Admission by adverse party
Implied admission. – Each of the matters of which an admission is requested shall be deemed admitted unless, within a period designated in the request, which shall not be less than fifteen (15) calendar days after service thereof, or within such further time as the court may allow on motion, the party to whom the request is directed files and serves upon the party requesting the admission a sworn statement either denying specifically the matters of which an admission is requested or setting forth in detail the reasons why he or she cannot truthfully either admit or deny those matters. Objections to any request for admission shall be submitted to the court by the party requested within the period for and prior to the filing of his or her sworn statement as contemplated in the preceding paragraph and his or her compliance therewith shall be deferred until such objections are resolved, which resolution shall be made as early as practicable.

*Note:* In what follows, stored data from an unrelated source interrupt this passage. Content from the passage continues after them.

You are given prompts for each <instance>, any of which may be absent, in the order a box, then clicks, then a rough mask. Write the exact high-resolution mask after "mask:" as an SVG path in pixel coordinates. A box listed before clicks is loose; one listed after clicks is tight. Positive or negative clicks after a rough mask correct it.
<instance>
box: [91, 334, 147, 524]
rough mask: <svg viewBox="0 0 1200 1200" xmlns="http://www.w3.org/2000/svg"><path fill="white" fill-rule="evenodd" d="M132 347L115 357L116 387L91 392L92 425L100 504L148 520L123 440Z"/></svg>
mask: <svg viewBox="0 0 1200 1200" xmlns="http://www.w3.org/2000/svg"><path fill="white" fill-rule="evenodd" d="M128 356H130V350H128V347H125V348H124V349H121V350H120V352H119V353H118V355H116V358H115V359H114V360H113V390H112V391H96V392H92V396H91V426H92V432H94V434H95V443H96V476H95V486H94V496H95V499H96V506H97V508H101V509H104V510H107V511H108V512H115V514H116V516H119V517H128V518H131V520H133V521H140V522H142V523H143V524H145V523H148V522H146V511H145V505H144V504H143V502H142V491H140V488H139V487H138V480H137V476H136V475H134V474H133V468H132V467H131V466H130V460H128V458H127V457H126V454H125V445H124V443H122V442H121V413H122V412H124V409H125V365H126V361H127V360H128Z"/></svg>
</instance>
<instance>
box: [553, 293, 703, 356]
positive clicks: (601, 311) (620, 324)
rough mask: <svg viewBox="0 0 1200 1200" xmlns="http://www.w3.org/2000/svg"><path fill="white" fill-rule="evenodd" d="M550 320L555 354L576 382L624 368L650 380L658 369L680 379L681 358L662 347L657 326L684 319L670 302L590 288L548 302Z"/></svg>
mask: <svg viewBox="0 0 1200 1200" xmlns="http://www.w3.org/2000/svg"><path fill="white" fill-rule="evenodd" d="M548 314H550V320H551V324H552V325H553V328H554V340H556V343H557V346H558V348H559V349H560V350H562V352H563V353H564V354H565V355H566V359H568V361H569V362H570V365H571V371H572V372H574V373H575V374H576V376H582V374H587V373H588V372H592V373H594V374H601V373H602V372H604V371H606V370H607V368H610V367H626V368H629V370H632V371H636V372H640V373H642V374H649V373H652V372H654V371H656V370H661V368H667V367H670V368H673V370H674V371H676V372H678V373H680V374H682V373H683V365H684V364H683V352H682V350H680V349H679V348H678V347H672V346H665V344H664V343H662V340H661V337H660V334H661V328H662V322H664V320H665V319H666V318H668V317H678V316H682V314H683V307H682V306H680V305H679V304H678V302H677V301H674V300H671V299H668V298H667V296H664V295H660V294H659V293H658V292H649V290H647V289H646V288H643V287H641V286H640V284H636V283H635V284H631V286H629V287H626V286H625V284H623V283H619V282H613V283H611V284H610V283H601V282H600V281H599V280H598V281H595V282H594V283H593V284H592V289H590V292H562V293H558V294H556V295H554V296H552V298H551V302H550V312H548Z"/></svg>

Production or inspection of documents or things
Motion for production or inspection; order. — Upon motion of any party showing good cause therefor, the court in which an action is pending may (a) order any party to produce and permit the inspection and copying or photographing, by or on behalf of the moving party, of any designated documents, papers, books, accounts, letters, photographs, objects or tangible things, not privileged, which constitute or contain evidence material to any matter involved in the action and which are in his or her possession, custody or control; or (b) order any party to permit entry upon designated land or other property in his or her possession or control for the purpose of inspecting, measuring, surveying, or photographing the property or any designated relevant object or operation thereon. The order shall specify the time, place and manner of making the inspection and taking copies and photographs, and may prescribe such terms and conditions as are just.
Physical and mental examination of persons
When examination may be ordered. – In an action in which the mental or physical condition of a party is in controversy, the court in which the action is pending may in its discretion order him or her to submit to a physical or mental examination by a physician.